By default, it looks something like this:

    internal static class Program
    {
        /// <summary>
        /// The main entry point for the application.
        /// </summary>
        private static void Main()
        {
            ServiceBase[] ServicesToRun;
            ServicesToRun = new ServiceBase[] { new Service1() };
            ServiceBase.Run(ServicesToRun);
        }
    }
And the Service1 class looks like this:

    public partial class Service1 : ServiceBase
    {
        public Service1()
        {
            this.InitializeComponent();
        }
 
        protected override void OnStart(string[] args)
        {
            Console.WriteLine("Hello, world!");
        }
 
        protected override void OnStop()
        {
        }
    }
The code that runs when the service Starts happens in OnStart() .  There are other events that you can override, such as OnPowerEvent, OnSessionChange, OnShutdown, but for the most part, you'd primarily be concerned about OnStart.

So how can we get a Windows Service to run like a console app?  Pretty simply actually. I'm just going to post the solution here and walk you through it:

    internal static class Program
    {
        /// <summary>
        /// The main entry point for the application.
        /// </summary>
        private static void Main(string[] args)
        {
            var service = new Service1();
            if (Environment.UserInteractive)
            {
                service.Start(args);
                Thread.Sleep(Timeout.Infinite);
            }
            else
            {
                var servicesToRun = new ServiceBase[] { service };
                ServiceBase.Run(servicesToRun);
            }
        }
    }


First, you should change the signature of Main() to include an array of arguments.
  private static void Main(string[] args)
Next, we'll want to create a new instance of Service1 and keep that in a variable.
var service = new Service1();
Now comes the magic part.  We want to be able to check whether the app is being ran as an application, or as a service.  How can we determine that?  Simple:
if (Environment.UserInteractive)
The above code checks if the application is being ran by the user, or as a service.  If it's being ran by the user, then we want to treat it like a console application, otherwise, run it as a service.  This gives us the flexibility of being able to run it in two different modes.

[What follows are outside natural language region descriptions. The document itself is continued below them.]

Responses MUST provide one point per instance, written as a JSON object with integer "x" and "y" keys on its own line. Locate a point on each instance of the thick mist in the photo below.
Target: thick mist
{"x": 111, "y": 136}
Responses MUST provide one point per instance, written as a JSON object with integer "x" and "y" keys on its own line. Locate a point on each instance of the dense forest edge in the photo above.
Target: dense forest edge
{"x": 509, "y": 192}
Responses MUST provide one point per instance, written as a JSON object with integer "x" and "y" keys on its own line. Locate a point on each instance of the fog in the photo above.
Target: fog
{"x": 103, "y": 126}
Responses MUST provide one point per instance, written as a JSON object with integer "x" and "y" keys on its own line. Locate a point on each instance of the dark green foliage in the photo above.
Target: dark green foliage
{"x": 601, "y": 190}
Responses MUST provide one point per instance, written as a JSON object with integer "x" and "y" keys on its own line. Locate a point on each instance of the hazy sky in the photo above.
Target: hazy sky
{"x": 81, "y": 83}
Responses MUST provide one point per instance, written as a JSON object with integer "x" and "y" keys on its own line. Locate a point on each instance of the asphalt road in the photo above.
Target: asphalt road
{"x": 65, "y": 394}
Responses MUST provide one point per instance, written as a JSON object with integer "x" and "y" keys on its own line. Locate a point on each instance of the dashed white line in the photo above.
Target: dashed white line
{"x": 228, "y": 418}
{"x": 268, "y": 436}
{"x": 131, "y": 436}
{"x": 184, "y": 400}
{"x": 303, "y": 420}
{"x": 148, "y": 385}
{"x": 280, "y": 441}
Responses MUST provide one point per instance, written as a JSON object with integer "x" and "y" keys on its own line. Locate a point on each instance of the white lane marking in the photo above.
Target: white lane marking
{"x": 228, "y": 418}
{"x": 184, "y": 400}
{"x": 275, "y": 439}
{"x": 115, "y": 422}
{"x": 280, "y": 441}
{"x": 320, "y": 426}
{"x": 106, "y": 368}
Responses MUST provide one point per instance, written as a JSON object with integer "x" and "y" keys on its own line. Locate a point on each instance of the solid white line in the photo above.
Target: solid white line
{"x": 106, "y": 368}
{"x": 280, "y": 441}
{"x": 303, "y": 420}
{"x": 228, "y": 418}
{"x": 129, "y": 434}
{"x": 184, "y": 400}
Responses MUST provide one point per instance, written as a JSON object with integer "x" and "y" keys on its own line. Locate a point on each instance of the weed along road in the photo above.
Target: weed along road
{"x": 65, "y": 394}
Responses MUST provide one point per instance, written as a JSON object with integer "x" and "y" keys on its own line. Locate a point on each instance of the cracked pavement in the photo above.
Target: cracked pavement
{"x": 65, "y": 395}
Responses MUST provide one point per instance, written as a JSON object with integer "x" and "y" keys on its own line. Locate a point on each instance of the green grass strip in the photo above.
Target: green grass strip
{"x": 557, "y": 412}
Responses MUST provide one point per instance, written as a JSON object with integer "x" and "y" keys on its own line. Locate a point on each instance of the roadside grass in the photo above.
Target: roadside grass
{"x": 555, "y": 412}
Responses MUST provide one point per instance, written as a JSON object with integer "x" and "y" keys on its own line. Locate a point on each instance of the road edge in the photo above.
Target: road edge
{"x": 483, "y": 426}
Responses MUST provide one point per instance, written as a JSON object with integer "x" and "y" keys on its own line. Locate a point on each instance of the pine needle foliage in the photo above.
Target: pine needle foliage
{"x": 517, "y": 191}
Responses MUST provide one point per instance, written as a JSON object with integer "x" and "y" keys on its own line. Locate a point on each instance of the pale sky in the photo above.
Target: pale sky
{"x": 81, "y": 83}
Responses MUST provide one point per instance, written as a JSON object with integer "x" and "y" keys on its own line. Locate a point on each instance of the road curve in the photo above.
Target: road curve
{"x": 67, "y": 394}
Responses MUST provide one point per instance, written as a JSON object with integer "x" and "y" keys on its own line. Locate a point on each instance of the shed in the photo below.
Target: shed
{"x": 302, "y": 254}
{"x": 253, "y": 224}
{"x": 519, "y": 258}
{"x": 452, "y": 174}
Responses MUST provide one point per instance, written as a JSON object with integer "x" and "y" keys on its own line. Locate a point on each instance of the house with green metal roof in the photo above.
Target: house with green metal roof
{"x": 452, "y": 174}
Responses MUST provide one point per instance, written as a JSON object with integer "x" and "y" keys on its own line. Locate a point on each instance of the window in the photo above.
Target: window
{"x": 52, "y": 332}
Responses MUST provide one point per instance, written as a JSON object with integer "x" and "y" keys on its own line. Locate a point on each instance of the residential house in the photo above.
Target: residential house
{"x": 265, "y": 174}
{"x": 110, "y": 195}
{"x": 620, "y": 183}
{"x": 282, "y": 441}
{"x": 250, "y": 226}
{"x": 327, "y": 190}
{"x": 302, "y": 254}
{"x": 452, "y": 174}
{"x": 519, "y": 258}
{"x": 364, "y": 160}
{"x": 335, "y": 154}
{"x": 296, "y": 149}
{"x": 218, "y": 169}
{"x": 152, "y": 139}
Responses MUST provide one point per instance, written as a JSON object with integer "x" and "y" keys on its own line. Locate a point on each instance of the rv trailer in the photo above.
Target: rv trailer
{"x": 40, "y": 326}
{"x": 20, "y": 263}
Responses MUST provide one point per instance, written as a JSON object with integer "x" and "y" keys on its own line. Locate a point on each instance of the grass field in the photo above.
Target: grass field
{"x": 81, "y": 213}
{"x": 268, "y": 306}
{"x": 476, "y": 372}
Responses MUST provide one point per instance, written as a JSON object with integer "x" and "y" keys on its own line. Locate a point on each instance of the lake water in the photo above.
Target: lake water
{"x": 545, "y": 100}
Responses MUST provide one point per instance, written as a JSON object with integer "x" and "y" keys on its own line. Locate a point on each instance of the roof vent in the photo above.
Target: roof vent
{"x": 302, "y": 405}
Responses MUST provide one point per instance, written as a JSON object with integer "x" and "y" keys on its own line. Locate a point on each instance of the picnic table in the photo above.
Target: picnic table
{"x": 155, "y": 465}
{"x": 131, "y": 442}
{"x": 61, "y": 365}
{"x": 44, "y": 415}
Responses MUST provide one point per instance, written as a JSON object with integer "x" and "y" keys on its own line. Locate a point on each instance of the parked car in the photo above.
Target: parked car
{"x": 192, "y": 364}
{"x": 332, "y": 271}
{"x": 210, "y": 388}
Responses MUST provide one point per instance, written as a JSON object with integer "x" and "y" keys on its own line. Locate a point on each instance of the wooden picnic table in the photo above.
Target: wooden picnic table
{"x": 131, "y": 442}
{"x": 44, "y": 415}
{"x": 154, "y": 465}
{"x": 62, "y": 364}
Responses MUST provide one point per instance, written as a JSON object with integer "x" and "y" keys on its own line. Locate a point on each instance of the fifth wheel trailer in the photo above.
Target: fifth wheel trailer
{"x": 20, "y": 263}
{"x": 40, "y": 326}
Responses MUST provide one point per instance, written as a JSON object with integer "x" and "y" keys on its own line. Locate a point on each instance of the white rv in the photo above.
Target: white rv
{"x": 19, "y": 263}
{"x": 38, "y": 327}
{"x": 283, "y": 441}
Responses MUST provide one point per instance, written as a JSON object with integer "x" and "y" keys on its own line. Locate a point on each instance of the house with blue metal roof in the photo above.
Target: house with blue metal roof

Next, you'll see me calling a method on Service1 called "Start" instead of "OnStart".  The problem is that OnStart is protected, which means we can only access that method from derived classes, and since Program is not deriving Service1, we can't access that method.  The simplest way to be able to call the "OnStart" method would be to just add a public method to Service1 that will do it for us:

        public void Start(string[] args)
        {
            this.OnStart(args);
        }

And now you can run and debug your service from Visual Studio without having to go through the trouble of installing it.  Once you feel that you have it working, you can then install it by creating a Installer Project, or manually installing it using the "installutil".